Capitalizing on the Salk's strength in collaborative research, the new center draws expertise from leading laboratories at the Institute to deepen its diabetes research with the intent to unravel the mechanisms that modulate the body's energy balance and the factors that set the stage for metabolic disease.
"Given the fact that metabolism has clearly established itself as a common denominator in many research fields, I am very pleased that our scientists will have the opportunity to collaborate further and delve even deeper into this vitally important area of biological science," said Salk President William R. Brody.
"The Salk Center for Nutritional Genomics will enable our investigators to develop new approaches to understand the metabolic changes associated with Type I and Type II diabetes, cancer and aging," he said. "It will also help accelerate the development of new therapies and disease-prevention strategies."
Received in April, the grant will fund a Metabolic Core Facility, an interdisciplinary Fellows Program and breakthrough technologies, including the study of gene networks based on massive parallel sequencing of millions of genomic DNA fragments, which allow scientists to investigate a huge number of variables simultaneously and dramatically increase the speed and effectiveness of their work.
Adult obesity, which has increased 75 percent since 1980 in the U.S., is associated with a slew of metabolic disorders, including glucose intolerance, insulin resistance, high cholesterol and high blood pressure -- all of which are well-established risk factors for cardiovascular disease and Type II diabetes.

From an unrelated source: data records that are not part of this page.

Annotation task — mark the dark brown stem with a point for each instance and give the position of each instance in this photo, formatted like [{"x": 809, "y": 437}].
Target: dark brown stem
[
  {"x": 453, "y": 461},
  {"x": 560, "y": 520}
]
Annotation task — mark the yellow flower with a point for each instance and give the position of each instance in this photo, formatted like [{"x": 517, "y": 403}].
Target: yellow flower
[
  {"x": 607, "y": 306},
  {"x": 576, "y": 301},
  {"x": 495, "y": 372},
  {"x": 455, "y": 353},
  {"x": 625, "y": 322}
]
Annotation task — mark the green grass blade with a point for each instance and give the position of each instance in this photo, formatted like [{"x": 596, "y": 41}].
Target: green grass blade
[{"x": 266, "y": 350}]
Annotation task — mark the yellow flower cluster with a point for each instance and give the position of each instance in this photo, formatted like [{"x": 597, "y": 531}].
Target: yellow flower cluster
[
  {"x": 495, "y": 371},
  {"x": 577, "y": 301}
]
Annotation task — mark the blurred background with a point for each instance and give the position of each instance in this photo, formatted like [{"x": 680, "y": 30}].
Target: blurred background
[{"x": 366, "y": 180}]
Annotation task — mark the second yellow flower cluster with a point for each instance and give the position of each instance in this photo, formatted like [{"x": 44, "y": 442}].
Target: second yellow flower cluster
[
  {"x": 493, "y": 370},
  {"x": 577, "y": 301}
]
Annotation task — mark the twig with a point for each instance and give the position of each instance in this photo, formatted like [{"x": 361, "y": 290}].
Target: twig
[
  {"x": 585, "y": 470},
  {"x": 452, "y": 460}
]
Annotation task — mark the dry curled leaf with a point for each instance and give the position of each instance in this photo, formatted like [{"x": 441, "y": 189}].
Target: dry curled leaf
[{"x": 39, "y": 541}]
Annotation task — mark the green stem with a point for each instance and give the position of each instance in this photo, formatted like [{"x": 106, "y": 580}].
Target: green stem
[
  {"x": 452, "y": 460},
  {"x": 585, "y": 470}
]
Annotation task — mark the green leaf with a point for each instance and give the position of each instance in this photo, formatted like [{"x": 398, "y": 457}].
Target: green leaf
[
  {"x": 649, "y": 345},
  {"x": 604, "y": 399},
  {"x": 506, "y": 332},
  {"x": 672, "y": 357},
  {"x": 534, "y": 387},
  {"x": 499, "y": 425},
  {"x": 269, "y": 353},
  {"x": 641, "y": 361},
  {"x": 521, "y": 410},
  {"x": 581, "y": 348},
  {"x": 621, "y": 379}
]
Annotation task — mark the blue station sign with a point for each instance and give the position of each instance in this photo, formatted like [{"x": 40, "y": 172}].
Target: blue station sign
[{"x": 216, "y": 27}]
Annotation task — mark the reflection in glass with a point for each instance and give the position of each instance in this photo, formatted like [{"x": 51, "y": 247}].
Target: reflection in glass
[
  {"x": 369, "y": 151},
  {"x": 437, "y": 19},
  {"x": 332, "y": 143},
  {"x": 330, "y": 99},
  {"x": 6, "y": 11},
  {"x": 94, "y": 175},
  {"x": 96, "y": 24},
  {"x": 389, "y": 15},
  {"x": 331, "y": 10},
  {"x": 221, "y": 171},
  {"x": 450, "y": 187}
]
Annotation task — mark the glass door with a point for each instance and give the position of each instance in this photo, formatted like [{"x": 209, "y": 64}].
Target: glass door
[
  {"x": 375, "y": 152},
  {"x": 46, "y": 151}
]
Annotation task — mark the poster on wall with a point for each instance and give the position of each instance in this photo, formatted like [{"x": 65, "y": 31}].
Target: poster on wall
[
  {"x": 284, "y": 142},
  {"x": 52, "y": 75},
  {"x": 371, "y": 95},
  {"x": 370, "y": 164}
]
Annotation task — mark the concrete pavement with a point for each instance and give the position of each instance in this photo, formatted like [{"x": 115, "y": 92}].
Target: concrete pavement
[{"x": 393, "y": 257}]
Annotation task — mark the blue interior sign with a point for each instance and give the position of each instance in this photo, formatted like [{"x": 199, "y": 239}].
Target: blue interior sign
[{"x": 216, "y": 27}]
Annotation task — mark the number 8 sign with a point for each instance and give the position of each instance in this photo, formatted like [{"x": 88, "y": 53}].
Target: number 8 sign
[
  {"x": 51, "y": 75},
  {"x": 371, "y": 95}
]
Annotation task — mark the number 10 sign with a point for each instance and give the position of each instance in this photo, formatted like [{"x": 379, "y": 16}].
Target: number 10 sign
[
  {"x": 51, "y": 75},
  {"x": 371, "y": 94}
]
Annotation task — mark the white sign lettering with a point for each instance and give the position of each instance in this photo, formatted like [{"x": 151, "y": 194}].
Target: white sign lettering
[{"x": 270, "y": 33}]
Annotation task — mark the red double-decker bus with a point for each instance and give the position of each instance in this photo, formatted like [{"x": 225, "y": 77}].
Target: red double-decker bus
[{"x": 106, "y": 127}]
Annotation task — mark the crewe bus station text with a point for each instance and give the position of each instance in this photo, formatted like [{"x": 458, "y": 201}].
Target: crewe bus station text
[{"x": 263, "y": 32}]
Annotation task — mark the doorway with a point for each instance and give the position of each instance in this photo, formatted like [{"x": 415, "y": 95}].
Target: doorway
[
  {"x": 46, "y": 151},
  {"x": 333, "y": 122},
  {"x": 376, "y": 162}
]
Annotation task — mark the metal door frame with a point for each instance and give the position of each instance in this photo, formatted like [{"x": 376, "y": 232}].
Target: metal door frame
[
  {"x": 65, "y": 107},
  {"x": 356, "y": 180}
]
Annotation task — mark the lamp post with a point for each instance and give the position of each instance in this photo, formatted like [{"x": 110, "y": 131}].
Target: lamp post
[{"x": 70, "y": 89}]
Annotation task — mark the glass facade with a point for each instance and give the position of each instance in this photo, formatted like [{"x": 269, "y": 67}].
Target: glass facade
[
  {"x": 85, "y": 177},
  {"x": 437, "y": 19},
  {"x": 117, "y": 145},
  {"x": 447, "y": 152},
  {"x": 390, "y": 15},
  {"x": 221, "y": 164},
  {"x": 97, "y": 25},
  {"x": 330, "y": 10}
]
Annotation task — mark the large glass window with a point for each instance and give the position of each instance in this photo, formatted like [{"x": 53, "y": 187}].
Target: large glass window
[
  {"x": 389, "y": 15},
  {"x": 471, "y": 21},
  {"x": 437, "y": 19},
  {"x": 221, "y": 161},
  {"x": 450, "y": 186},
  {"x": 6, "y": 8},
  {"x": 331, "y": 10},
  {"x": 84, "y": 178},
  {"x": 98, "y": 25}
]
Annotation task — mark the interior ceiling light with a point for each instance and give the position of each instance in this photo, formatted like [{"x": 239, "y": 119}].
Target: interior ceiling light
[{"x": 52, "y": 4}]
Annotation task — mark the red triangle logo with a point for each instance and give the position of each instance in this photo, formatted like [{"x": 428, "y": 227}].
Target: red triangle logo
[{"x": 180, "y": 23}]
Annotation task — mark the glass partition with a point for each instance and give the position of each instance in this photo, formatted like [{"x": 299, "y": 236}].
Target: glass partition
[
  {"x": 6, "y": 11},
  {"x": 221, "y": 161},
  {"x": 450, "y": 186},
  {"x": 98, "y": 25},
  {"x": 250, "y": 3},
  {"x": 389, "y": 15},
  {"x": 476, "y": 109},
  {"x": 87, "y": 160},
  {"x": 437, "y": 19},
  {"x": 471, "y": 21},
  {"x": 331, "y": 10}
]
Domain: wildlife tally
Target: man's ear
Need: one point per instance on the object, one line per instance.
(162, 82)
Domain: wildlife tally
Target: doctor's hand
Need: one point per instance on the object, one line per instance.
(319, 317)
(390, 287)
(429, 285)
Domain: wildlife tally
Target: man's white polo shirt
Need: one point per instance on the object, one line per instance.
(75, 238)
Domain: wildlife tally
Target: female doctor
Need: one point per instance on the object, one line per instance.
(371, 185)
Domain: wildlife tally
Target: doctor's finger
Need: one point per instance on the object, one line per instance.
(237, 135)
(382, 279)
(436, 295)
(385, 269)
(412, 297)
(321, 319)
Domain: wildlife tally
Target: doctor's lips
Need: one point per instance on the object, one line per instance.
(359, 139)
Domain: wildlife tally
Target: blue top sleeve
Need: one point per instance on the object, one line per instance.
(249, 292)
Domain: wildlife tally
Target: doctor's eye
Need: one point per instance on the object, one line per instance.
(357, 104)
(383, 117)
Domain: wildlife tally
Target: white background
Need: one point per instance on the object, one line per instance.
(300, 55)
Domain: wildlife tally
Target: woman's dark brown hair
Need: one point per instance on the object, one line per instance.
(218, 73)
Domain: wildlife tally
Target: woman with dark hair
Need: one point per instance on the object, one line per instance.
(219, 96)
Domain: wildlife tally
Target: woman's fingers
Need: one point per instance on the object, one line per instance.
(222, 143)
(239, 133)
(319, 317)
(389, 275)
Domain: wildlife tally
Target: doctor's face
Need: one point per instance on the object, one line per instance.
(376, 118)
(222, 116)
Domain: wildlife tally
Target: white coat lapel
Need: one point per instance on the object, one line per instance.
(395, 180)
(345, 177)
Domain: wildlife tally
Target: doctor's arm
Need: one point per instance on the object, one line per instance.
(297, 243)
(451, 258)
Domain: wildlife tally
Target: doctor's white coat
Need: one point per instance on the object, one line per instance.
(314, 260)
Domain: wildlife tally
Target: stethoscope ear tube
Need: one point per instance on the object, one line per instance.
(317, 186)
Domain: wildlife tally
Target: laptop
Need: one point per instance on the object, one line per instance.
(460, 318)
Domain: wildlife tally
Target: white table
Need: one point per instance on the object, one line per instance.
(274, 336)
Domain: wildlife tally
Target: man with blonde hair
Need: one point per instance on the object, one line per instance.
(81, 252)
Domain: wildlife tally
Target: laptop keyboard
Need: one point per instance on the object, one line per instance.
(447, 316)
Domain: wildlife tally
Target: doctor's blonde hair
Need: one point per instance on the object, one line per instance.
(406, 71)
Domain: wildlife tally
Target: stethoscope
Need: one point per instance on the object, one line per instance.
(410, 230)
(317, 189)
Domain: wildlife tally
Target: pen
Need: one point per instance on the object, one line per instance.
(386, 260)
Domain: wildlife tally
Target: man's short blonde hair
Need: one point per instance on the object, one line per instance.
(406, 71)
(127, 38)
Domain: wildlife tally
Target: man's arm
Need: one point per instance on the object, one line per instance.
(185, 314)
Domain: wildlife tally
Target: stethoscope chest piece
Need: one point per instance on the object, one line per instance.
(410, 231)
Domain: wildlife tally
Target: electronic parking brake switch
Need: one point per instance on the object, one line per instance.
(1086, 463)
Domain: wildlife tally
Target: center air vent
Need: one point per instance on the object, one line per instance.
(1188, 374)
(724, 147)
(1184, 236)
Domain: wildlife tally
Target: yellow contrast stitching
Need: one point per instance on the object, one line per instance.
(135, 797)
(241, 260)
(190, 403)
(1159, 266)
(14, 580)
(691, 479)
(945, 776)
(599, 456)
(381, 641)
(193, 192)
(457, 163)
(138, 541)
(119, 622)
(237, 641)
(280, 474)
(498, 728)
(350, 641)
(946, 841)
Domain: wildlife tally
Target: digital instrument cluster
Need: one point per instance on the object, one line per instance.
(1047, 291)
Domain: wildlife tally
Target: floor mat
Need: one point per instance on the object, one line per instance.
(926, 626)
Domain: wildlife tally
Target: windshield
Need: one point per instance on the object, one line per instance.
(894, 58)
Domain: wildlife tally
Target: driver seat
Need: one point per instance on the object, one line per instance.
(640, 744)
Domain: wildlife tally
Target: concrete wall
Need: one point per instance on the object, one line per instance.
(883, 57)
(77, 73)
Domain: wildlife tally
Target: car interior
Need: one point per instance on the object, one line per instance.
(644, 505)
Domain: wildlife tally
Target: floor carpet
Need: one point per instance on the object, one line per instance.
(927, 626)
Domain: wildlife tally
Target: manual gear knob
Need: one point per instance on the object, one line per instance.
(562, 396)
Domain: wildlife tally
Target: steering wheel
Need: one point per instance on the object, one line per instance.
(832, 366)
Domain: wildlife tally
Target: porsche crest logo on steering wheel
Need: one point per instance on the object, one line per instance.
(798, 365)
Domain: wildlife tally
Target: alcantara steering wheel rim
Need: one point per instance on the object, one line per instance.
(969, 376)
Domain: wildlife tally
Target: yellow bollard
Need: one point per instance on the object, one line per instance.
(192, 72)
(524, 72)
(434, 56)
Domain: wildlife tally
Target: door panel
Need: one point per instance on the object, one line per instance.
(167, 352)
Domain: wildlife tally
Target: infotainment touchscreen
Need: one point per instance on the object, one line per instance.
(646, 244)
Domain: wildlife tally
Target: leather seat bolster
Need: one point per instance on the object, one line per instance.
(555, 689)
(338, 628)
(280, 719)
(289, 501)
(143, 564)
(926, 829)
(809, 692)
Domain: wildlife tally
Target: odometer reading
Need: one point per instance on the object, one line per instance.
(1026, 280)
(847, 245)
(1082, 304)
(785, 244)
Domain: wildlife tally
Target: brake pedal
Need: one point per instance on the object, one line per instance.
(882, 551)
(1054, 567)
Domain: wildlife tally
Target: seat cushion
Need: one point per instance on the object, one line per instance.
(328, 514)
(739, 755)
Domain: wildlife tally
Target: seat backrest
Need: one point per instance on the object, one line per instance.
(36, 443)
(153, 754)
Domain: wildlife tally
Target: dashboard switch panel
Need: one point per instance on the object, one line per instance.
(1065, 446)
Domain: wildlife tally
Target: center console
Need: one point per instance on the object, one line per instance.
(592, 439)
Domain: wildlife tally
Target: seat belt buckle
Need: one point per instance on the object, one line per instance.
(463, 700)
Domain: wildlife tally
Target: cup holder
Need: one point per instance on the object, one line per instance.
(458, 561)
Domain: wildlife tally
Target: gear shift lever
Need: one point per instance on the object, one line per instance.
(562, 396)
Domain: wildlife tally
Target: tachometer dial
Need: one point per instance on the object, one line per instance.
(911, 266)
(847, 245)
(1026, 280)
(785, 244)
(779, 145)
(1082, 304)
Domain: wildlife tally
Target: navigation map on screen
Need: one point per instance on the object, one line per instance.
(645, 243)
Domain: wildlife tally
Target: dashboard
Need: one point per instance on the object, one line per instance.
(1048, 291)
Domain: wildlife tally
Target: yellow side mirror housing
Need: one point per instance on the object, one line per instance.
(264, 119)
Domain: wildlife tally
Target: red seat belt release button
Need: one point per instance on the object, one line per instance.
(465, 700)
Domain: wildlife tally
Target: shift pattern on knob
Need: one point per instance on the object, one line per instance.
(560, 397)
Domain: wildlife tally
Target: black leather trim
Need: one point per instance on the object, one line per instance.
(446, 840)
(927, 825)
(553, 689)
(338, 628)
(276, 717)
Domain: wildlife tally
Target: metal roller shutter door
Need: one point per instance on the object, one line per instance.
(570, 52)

A major strength of the Salk Institute is its approach to fundamental aspects of medical physiology and endocrinology from the perspective of the genome. Its scientists look at metabolic control as a product of the regulated activity of metabolic genes, which undergo dramatic shifts, not only in response to fasting or feeding, but also in aging and disease.
"The study of metabolic control will provide fundamental answers that have profound implications for human disease and its treatment," said Marc Montminy, professor in the Clayton Foundation Laboratories for Peptide Biology at Salk. "Our scientists look at the genomics of metabolic control as the hub of a wheel whose individual spokes lead out to new insights into other disorders such as diabetes, cancer, neurodegenerative diseases, and aging."